I think I detect a hint in there that it was all about “style”; but since Europeans have always admired Obama’s style, even that is a big concession.
I also note that L’Espresso (Italian “left-wing” magazine) was more critical of the USSR during the Cold War than the NY Times is now.
You’re quite right that the Euro media gets its narrative about the USA from American media, and in fact I suspect that many get all narrative for all non-euro countries from the US media and the BBC. The disproportionate concern for the Palestinians, as opposed to, say, the Congolese, is evidence for that.
Another factor is the prejudice that American politics is necessarily more “right-wing” in some unspecified sense. Therefore the Republican candidate will be considered extreme a priori, before he can even make his case.
The fact that Switzerland, Ireland, the UK, Estonia, and even the welfare states of Finland and Denmark are now reckoned to have more economic freedom than the US, should challenge this prejudice; but probably it won’t: it’s easy to twist the meaning of “right-wing” so that the US remains more “right-wing”.
“I don’t know how Romney won with such a large margin.

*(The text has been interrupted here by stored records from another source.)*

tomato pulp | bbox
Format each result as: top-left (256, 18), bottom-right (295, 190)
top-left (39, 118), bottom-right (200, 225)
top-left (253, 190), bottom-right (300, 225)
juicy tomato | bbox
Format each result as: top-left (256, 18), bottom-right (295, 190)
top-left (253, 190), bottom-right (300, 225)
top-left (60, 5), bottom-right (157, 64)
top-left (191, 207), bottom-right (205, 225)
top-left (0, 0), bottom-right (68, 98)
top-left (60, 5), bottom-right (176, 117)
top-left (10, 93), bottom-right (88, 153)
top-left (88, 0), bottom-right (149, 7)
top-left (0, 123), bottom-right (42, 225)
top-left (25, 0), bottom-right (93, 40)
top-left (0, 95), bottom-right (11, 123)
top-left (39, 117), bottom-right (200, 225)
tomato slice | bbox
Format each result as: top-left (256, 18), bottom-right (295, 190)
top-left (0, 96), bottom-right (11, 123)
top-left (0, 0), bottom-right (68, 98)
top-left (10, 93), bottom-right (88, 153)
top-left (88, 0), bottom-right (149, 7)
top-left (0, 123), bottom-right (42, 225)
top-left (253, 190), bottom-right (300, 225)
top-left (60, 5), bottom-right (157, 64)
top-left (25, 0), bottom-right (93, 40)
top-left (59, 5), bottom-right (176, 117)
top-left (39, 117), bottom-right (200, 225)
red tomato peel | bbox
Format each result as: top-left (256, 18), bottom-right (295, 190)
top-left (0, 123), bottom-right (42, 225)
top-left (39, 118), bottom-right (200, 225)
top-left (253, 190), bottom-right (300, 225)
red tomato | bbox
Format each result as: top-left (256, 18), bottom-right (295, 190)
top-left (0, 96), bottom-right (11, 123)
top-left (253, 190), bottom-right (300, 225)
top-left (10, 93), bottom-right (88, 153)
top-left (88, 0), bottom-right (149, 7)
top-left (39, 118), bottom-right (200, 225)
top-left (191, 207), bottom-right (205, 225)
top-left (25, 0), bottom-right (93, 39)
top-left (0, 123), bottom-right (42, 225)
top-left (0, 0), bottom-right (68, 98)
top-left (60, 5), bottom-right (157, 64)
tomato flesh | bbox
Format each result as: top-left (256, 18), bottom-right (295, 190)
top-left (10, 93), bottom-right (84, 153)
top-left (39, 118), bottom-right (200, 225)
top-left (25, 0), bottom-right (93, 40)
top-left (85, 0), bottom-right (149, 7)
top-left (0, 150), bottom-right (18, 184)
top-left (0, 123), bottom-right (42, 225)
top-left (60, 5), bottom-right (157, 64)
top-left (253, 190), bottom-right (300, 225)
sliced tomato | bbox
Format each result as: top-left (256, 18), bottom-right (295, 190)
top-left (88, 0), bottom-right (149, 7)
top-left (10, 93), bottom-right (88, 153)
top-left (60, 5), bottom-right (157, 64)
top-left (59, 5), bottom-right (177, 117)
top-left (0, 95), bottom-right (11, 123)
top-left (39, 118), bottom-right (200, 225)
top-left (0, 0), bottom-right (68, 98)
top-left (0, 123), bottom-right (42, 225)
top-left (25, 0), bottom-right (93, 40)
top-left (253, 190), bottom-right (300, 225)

Nobody I know voted for him.”
Cross Portugal off the list of places I want to visit. What an insane little hater of a country they got there.
In fairness, the two biggest Irish papers, the Irish Times and the Irish Independent, proclaimed Romney the clear winner, even though the Independent tilts a bit left, and the Times is hard left. The Guardian, the home of Britain’s crazy left, also proclaimed Romney the clear winner. Ditto for the left wing BBC. There was a complaining tone to the coverage, of course, but a clear admission that Romney battered Obama.
Reuters has a story about how Romney’s strong debate performance has European leaders on edge.
Of course it does. They prefer a pushover like Obama as US president. Even better, Obama wants to tear down America and create a socialist country in the European model. They want a weaker America, too. Just no so weak as they’d actually have to pay for their own defense.
My experience with reading newspapers in Spain is that they simply regurgitate exactly what is printed in the New York Times…. which fits exactly with what you’re hearing from your parents in Portugal.
I can vouch for media here in Australia pushing a “Romney is toast” line. Their response to the debate seems to be to ignore it for now. However one local radio show I caught stated that the debate saw Romney “getting a little better” and then suggested it must be a tie or something, because Obama was polling well.
If Romney wins there will be journalists in deep shock down under.
I remember when Oliver Stone’s movie JFK premiered in Lisbon, the Portuguese president, Mario Soares, praised the movie for its historical accuracy.
As for The Gift crossing Portugal off his list of countries he wants to visit, he is making a major mistake because the Portuguese do like Americans. It’s not their fault that their media is lazy and biased. But then so is the American media.
Typically it takes several days after these debates for the winner to be recognized; there is the initial take and then the one that develops and sets after a few days of “water cooler” conversations. Probably not the case this time, and we can all do our part to “set” the narrative in days to come. As opportunities arise drop a few snarky comments at the water cooler, in the grocery line, about Obama getting his a** kicked, about the thin air making him as light-headed as he is light-weight or about him being as unprepared to debate Romney as he was to be president.
OK, I also checked Le Monde and De Volkskrant (Dutch “left-wing”) as well as the English edition of Der Spiegel.
The balance of western European opinion seems to be:
UK: Romney win
Ireland: Romney win (see #14, William Sjostrom above)
Netherlands: Romney win
Germany: Romney win
France: Romney win
Italy: Romney win
Portugal: Obama win (with reservations: see Azores #7 above)
Denmark: Jim Lehrer lost (see jdm #8 above)
That’s pretty one-sided if you ask me.